Valentinstag

Der Valentinstag ist weder ein gesetzlicher, und seit 1969 auch kein kirchlicher Feier- oder Gedenktag. Trotzdem wird er von vielen Menschen mit Freude begangen.
Vorweg wollen wir mit einem ebenso hartnäckigen, wie unrichtigen Gerücht aufräumen, das sich seit vielen Jahren, ja Jahrzehnten hält: Der Valentinstag ist keine Erfindung der Blumenhändler und Grußkartenindustrie.
Der Valentinstag ist als Tag der Liebenden alt – uralt! – Als Beleg ein Valentinstagsgedicht aus dem 14. Jahrhundert:

„For this was on seynt Volantynys day
Whan euery bryd comyth there to chese his make.“
„Es geschah am Valentinstag
Als jeder Vogel kam, um seinen Partner zu wählen.“
– Geoffrey Chaucer: Parlement of Foules 1382



Der heilige Valentin soll 269 in Rom den Märtyrertod gefunden haben. Er soll die frühen Christen unterstützt haben. Andere Quellen sagen, er hätte junge Paare nach christlichem Ritus vermählt. Wieder anderswo heißt es, er hätte versucht, den römischen Kaiser zu bekehren, während eben dieser versuchte Valentin zum römischen Vielgötterglauben zu überreden. Außerdem soll er ein blindes Mädchen geheilt haben.
Auf jeden Fall hatte dieser Valentin, wenn es sich tatsächlich um ein und dieselbe Person handelt, zu Lebzeiten viel zu tun.

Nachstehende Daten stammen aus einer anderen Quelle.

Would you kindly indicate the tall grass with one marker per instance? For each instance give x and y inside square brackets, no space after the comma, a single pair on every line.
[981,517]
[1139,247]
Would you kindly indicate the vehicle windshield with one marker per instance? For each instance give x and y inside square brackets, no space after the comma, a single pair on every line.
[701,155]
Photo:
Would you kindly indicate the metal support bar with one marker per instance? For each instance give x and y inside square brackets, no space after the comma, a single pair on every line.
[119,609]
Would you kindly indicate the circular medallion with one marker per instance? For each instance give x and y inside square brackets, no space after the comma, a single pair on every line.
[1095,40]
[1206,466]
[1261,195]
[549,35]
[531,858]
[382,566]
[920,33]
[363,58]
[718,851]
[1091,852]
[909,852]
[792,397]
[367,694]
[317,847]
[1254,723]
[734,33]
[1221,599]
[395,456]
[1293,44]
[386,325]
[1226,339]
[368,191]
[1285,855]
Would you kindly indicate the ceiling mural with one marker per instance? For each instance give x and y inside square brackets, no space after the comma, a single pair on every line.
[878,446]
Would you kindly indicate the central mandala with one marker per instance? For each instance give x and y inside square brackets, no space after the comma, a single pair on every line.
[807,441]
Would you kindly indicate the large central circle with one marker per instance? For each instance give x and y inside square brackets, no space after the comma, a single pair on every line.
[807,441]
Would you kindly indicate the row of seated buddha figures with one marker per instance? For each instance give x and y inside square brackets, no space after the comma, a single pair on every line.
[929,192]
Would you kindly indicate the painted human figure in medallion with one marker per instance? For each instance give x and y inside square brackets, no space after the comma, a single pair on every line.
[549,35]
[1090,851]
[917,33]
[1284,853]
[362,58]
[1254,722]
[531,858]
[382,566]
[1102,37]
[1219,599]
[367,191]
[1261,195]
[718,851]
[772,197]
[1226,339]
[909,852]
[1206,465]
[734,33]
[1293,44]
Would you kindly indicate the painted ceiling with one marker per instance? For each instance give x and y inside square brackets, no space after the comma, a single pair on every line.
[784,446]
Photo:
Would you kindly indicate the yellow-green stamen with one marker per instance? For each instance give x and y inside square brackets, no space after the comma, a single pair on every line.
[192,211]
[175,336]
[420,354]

Im Mittelalter entstand der Brauch, sich zum Valentinstag unter Verliebten zu beschenken. Süßigkeiten, Blumen und ähnliches waren die klassischen Geschenke. Der französische König soll an diesem Tag im Rahmen eines Festes einen Wettbewerb für die schönsten Liebesgedichte aurichten haben lassen.



Natürlich versuchen der Handel und vor allem die Gastronomie auch ihr Geschäft mit dem Valentinstag zu machen. Das ist auch verständlich. Und schließlich liegt es in unseren Händen, was wir mitmachen und was nicht.
Aber was soll ’s… Ein bißchen Romatik hat noch keinen umgebracht.